L'alcool affecte le système digestif de plusieurs façons. L'alcool interfère avec les nutriments normalement absorbés par l'intestin, ce qui crée un état de malnutrition. Il affaiblit le sphincter oesophagien et favorise le reflux des aliments dans l'oesophage. Il augmente la quantité des sucs gastriques et rend le contenu de l'estomac plus acide. Il irrite l'oesophage et l'estomac et peut causer des sensations de brûlures et des douleurs intenses. Dans certains cas, l'alcool peut entraîner des saignements importants et provoquer des hémorragies.
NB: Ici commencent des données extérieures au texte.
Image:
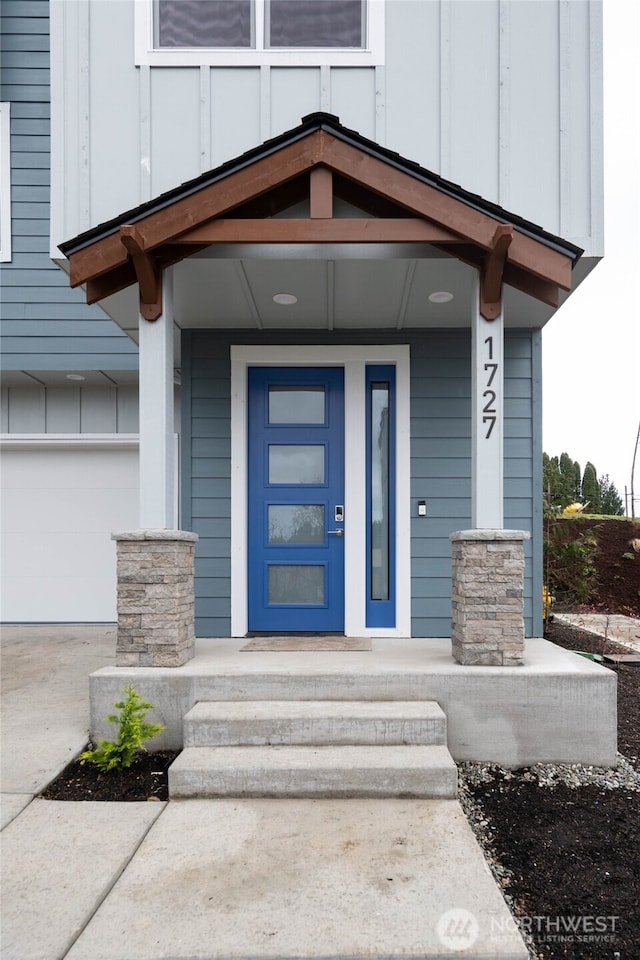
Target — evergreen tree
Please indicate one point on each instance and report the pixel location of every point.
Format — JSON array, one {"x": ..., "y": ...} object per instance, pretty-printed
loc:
[
  {"x": 610, "y": 501},
  {"x": 591, "y": 489},
  {"x": 551, "y": 480},
  {"x": 568, "y": 492}
]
Les effets de l'alcool sur le pancréas provoquent souvent de la diarrhée et la pancréatite n'est pas rare chez les alcooliques. Le foie n'est pas en reste. À la longue, il présente une surcharge graisseuse et une stéatose alcoolique qui peut évoluer vers l'hépatite alcoolique et la cirrhose, deux maladies potentiellement mortelles.

Système cardio-vasculaire

Si une consommation modérée d'alcool tend à faire baisser la tension artérielle, c'est tout le contraire en cas d'abus. L'alcool vient au troisième rang des causes de l'hypertension artérielle, après l'âge et le poids corporel. À cette tension artérielle élevée s'ajoute un affaiblissement du muscle cardiaque, ce qui peut provoquer des troubles cardiaques chez les consommateurs chroniques.

Grossesse

Le syndrome d'alcoolisme foetal est reconnu comme une des premières causes évitables de malformations congénitales et de retard de développement infantile au Canada. Les conséquences de ce syndrome sont un retard de croissance prénatal ou postnatal, des atteintes du système nerveux central, des retards de développement, des troubles de comportement et d'apprentissage, des déficits intellectuels et des malformations cérébrales.